Early Pre-B Acute Lymphoblastic Leukemia Cell Line EU-1

Application

Cancer cell line derived from a relapsed pediatric patient with early B-cell precursor (Pre-B) acute lymphoblastic leukemia.

Key Benefits

Well-characterized continuous leukemia-lymphoma cell line.
Expresses wild-type p53 and over-expresses MDM2 oncoprotein.
Expresses wild-type Bcl-2, Bcl-xl, and Bax.

Technical Summary

p53 is a tumor suppressor protein that in humans is encoded by the TP53 gene. p53 regulates the cell cycle and thereby functions as a tumor suppressor that is involved in preventing cancer. Mutation or inactivation of the p53 gene has been implicated in a wide range of human malignancies, however most cases of acute lymphoblastic leukemia express normal p53. The MDM2 oncoprotein is the human homolog of the mouse double minute 2 (MDM2) gene product and acts as an important negative regulator of the p53 tumor suppressor by binding to the N-terminal trans-activation domain of p53 and inhibiting transcriptional activation of the p53 gene.

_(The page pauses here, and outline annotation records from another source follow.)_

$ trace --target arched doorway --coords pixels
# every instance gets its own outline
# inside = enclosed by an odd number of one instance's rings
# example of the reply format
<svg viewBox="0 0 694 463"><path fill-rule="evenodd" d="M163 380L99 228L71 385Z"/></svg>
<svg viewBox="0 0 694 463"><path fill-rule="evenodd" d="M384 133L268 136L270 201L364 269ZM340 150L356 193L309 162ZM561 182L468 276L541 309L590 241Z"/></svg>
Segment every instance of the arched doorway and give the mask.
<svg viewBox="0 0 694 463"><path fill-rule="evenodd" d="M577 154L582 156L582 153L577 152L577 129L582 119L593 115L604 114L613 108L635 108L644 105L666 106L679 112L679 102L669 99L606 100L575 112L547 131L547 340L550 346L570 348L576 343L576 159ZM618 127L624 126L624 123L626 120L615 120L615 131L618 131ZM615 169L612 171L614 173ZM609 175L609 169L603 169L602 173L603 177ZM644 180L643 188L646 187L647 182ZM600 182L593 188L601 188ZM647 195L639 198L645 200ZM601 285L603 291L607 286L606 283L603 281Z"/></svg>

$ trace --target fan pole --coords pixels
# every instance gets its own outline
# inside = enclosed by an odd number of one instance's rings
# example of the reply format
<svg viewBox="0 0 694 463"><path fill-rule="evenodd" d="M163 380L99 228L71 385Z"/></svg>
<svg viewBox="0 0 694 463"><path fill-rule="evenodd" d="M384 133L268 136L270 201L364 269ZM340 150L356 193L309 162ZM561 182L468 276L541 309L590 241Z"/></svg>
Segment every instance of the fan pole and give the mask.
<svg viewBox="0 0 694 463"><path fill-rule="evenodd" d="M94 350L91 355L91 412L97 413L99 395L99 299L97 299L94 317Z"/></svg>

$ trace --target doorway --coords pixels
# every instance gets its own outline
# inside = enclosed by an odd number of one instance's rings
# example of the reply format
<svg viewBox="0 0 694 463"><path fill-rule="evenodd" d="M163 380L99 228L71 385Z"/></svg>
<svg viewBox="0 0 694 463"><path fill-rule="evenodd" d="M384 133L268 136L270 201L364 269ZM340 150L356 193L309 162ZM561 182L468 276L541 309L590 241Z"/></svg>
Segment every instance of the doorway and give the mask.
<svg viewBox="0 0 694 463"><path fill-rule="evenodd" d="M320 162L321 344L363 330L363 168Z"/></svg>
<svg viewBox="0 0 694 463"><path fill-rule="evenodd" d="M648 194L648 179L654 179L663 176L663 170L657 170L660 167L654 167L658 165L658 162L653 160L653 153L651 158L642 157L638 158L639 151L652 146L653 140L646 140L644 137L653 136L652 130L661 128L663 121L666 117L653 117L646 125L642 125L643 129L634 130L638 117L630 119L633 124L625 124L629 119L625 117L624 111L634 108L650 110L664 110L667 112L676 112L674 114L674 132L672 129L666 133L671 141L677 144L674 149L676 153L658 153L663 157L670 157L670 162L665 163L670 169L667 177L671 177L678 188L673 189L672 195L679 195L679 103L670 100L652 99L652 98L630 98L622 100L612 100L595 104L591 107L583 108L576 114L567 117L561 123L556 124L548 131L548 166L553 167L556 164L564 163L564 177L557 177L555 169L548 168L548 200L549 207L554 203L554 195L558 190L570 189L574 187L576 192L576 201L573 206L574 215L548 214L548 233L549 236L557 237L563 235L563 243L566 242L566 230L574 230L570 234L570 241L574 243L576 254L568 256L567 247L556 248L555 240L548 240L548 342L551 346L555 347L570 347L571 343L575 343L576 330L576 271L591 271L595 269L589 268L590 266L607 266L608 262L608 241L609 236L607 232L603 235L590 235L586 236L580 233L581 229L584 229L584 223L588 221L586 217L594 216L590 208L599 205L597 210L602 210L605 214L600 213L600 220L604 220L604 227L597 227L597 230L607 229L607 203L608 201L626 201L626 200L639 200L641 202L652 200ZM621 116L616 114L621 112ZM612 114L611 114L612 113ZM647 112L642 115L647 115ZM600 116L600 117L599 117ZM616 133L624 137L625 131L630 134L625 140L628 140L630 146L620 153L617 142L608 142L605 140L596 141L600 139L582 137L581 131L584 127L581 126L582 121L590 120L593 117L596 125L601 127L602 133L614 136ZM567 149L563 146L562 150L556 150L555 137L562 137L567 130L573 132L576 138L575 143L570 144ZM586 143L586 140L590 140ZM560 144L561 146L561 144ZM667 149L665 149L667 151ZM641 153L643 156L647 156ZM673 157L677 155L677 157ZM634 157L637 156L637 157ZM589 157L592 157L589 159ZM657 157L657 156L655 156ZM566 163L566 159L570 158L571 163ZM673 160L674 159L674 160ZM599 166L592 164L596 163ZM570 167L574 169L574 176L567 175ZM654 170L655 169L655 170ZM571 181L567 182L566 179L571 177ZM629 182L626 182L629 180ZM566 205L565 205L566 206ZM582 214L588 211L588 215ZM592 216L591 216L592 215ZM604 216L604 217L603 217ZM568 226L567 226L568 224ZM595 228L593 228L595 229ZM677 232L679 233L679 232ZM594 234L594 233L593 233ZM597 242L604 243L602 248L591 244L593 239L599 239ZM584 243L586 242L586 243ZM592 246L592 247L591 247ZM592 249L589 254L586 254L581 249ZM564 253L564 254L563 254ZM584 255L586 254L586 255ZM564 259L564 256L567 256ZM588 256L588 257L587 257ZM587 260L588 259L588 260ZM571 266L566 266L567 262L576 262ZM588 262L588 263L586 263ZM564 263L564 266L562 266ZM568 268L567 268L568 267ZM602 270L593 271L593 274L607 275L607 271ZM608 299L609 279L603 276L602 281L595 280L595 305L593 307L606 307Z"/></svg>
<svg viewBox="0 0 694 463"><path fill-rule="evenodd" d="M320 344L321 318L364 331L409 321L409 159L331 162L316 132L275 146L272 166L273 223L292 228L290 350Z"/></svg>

Emory researchers have established a cell line from a pediatric patient with relapsed, early B cell precursor (Pre-B) acute lymphoblastic leukemia (ALL). This cell line has been well-characterized. It expresses a wild-type p53 gene and over-expresses the MDM2 oncoprotein. The over-expression of MDM2 has been shown to overcome the tumor-repression activity of p53 in leukemic cells that express wild-type levels of p53. The phenotype of the EU-1 cell line provides a research tool to study the role of MDM2 in the pathogenesis of pediatric ALL.